When the MAC announced their exclusive deal with ESPN to put most of their content on the WatchESPN app, it was met with mixed reactions. Some thought the money was low while others thought the reach wasn't far enough. Still, it provided the conference a highly valuable asset in that anyone, anywhere could see action from the conference's 12 members (and Massachusetts Minutemen in football last year and this coming year).
Today, Jeremy Guy, head of Media and Social Communications at the conference's headquarters in Cleveland, tweeted out a number to show just how much the MAC was viewed over the first year of the contract:
In ESPN meeting at the Final Four... FACT: 47 million minutes of MAC content was viewed on WatchESPN in 2014-15. Wow. #MACtion— Jeremy Guy (@JGuyMAC) April 3, 2015
47 million minutes! That's a lot! That's 89 years worth of #MACtion! One's whole life in fact.
But wait, is it REALLY a lot?
Let's just look at football for a minute. Most games last about three and a half hours, or about 200 minutes for a nice, round number. If we take our total time (47,000,000) and divide it against our minutes per football game number (200), we get 235,000. What's that number?
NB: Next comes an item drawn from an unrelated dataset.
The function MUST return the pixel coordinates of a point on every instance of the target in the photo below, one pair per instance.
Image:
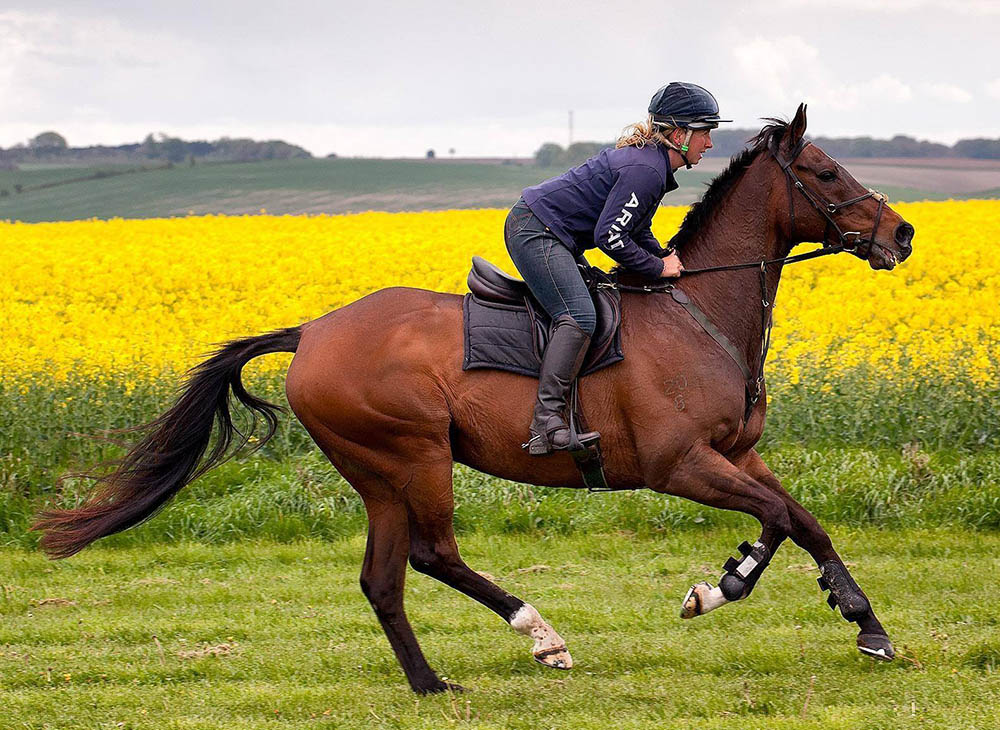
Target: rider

That's the total number of MAC football games watched on the WatchESPN app*
* remember, this is not including other sports yet
So we take our 235,000 and we continue on. Consider that there were 104 MAC regular season football games. But wait! Don't forget that of those, a few (34!) were on national TV (CBSSN, ESPN2, ESPNU, B1G Network, etc). So we take the max number of games on ESPN3 (70) and divide that against the 235,000 games to get ~3,357.
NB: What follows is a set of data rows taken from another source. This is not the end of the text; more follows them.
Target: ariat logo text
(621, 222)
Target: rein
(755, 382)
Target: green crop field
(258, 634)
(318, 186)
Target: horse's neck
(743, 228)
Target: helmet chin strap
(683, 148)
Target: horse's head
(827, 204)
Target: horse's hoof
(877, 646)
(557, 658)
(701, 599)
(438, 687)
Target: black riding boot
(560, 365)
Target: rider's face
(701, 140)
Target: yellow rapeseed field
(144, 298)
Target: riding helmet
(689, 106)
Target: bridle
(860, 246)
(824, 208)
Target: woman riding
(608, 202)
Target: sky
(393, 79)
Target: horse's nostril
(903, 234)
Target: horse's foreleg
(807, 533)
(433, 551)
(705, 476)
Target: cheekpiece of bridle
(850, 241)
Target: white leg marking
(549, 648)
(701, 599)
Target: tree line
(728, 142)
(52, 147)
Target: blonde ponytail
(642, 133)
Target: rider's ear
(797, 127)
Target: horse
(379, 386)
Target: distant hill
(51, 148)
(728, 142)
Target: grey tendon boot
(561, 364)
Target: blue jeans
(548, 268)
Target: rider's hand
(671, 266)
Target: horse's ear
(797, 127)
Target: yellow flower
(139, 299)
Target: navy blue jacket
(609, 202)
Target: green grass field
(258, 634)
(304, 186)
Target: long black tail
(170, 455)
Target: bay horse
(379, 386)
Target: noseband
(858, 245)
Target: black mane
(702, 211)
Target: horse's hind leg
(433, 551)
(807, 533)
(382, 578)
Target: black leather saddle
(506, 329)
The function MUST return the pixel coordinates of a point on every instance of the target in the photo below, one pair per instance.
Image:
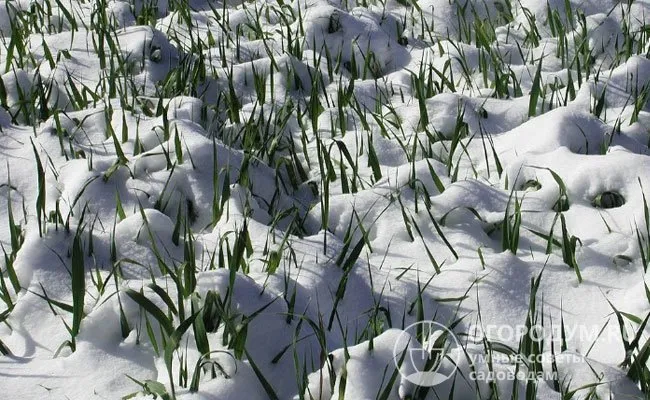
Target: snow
(165, 187)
So you're probably asking, "What does 3,357 mean?" Easy children! That number is the average audience per football game*.
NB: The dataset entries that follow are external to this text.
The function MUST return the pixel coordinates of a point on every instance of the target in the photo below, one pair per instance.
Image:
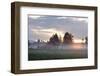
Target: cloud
(44, 26)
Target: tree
(54, 40)
(86, 40)
(68, 37)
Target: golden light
(78, 41)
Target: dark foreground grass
(50, 54)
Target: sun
(78, 41)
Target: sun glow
(78, 41)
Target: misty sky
(43, 27)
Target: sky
(44, 26)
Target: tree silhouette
(54, 40)
(68, 37)
(86, 40)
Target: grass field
(50, 54)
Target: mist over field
(57, 37)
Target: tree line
(67, 39)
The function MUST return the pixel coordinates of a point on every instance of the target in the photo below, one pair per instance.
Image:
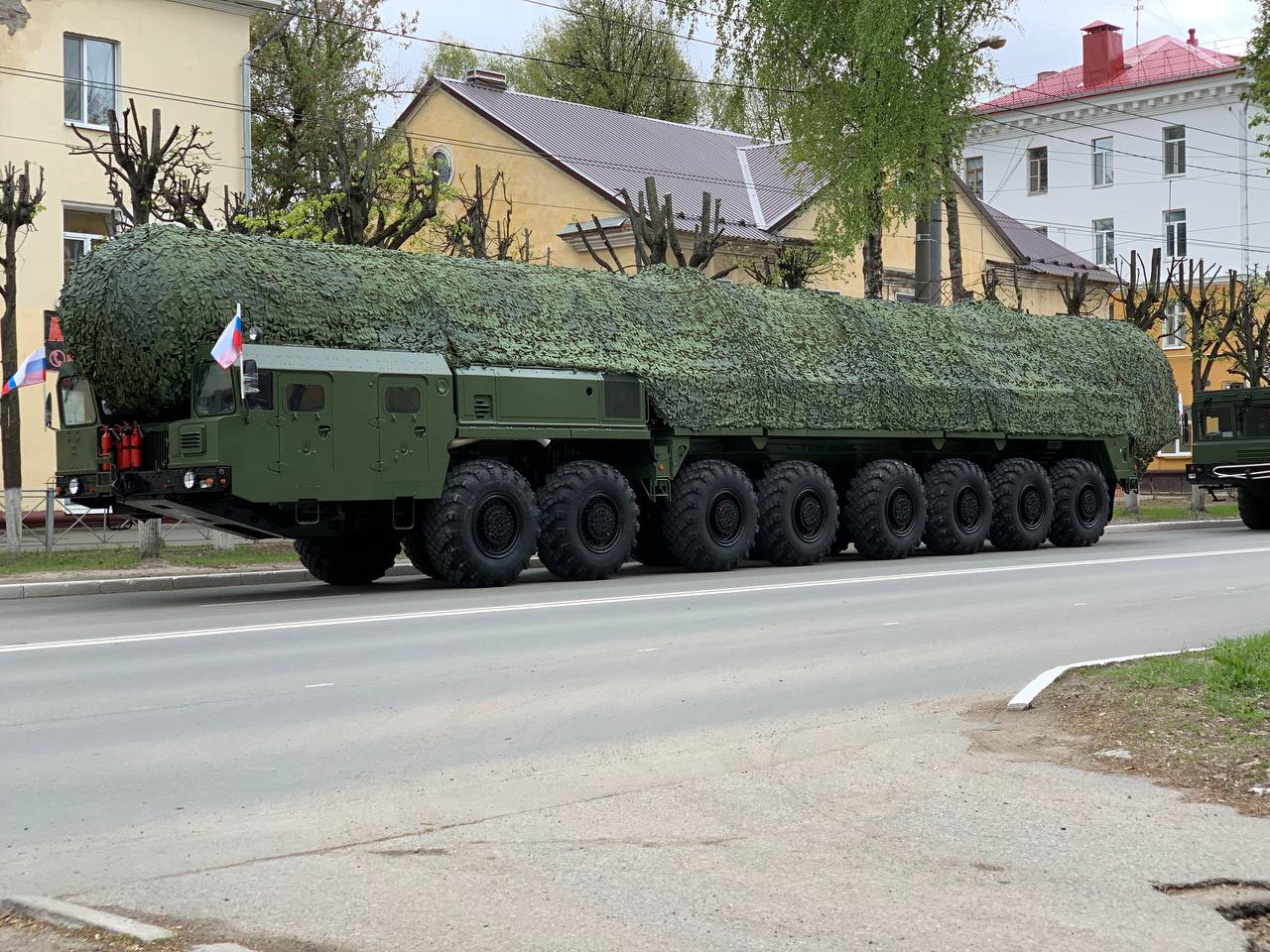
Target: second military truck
(472, 413)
That's not a lot. Even if we took out some of the games that no one would watch anyways, or blowouts and such, moving the game number to 50, we still get 4,700 viewers. That's not terrible, but then when we add in replays and basketball games (which last 120 minutes themselves), we still end up with around sub-3,000 numbers.
After noting this (from a very broad perspective admittedly) on Twitter, Guy reminded me that in basketball, most schools are not at broadcasting level yet.
@broncofitz Have you considered we only had three schools up and running on ESPN3 this year?— Jeremy Guy (@JGuyMAC) April 3, 2015
That helps explain some of the basketball numbers, but we're still stuck with numbers in the 3,000's for football, easily America's most watched sport as shown by the NFL and their extremely deep pockets of money from revenue. For reference, the conference nailed a 0.4 rating for the Ball State Cardinals vs Northern Illinois Huskies game this past year with 533,000 viewers on ESPN2, while the conference championship game on the same network (and about a month later) only hit a 0.5 rating with just under 700,000 viewers (the latter showing a HUGE decline versus recent years).
So was it just an off year for the conference, or are fans just not interested in booting up their computers/XBox's/Playstations to watch #MACtion? It'll be interesting to see how the numbers move as more schools get up to par with broadcasting, but the initial numbers are troubling to say the least.